Volume 52 | Number 5 | October 2017

Abstract List

Amresh D. Hanchate Ph.D., Danny McCormick M.D., M.P.H., Karen E. Lasser M.D., M.P.H., Chen Feng M.A., Meredith G. Manze Ph.D., M.P.H., Nancy R. Kressin Ph.D.


Most inpatient care for the uninsured and other vulnerable subpopulations occurs in safety‐net hospitals.
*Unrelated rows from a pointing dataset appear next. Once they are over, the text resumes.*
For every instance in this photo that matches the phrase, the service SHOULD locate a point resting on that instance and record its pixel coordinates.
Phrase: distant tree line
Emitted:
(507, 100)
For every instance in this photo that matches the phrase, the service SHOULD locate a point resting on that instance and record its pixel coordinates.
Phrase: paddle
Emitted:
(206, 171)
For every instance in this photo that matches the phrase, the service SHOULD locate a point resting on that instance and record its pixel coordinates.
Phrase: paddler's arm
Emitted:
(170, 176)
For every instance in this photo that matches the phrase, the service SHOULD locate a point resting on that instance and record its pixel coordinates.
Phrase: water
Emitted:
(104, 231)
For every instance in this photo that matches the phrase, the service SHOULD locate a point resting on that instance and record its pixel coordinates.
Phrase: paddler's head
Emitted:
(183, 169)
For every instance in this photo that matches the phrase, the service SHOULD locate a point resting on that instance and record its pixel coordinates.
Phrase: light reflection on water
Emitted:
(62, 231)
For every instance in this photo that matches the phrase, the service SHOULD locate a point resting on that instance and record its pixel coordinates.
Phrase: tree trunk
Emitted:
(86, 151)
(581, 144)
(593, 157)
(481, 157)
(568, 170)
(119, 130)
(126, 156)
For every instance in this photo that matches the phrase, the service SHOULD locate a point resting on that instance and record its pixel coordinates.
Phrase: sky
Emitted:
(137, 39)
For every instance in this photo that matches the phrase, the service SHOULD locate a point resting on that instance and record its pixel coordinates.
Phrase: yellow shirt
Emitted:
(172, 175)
As insurance expansion increases the choice of hospitals for the previously uninsured, we examined if Massachusetts health reform was associated with shifts in the volume of inpatient care from safety‐net to non‐safety‐net hospitals overall, or among other vulnerable sociodemographic (racial/ethnic minority, low socioeconomic status, high uninsured rate area) and clinical subpopulations (emergent status, diagnosis).

Data Sources/Study Setting

Discharge records for adults discharged from all nonfederal acute care hospitals in Massachusetts, New Jersey, New York, and Pennsylvania 2004–2010.

Study Design

Using a difference‐in‐differences design, we compared pre‐/post‐reform changes in safety‐net and non‐safety‐net hospital discharge outcomes in Massachusetts among adults 18–64 with corresponding changes in comparisons states with no reform, overall, and by subpopulations.

Principal Findings

Reform was not associated with changes in inpatient care use at safety‐net and non‐safety‐net hospitals across all discharges or in most subpopulations examined.


Demand for inpatient care at safety‐net hospitals may not decrease following insurance expansion. Whether this is due to other access barriers or patient preference needs to be explored.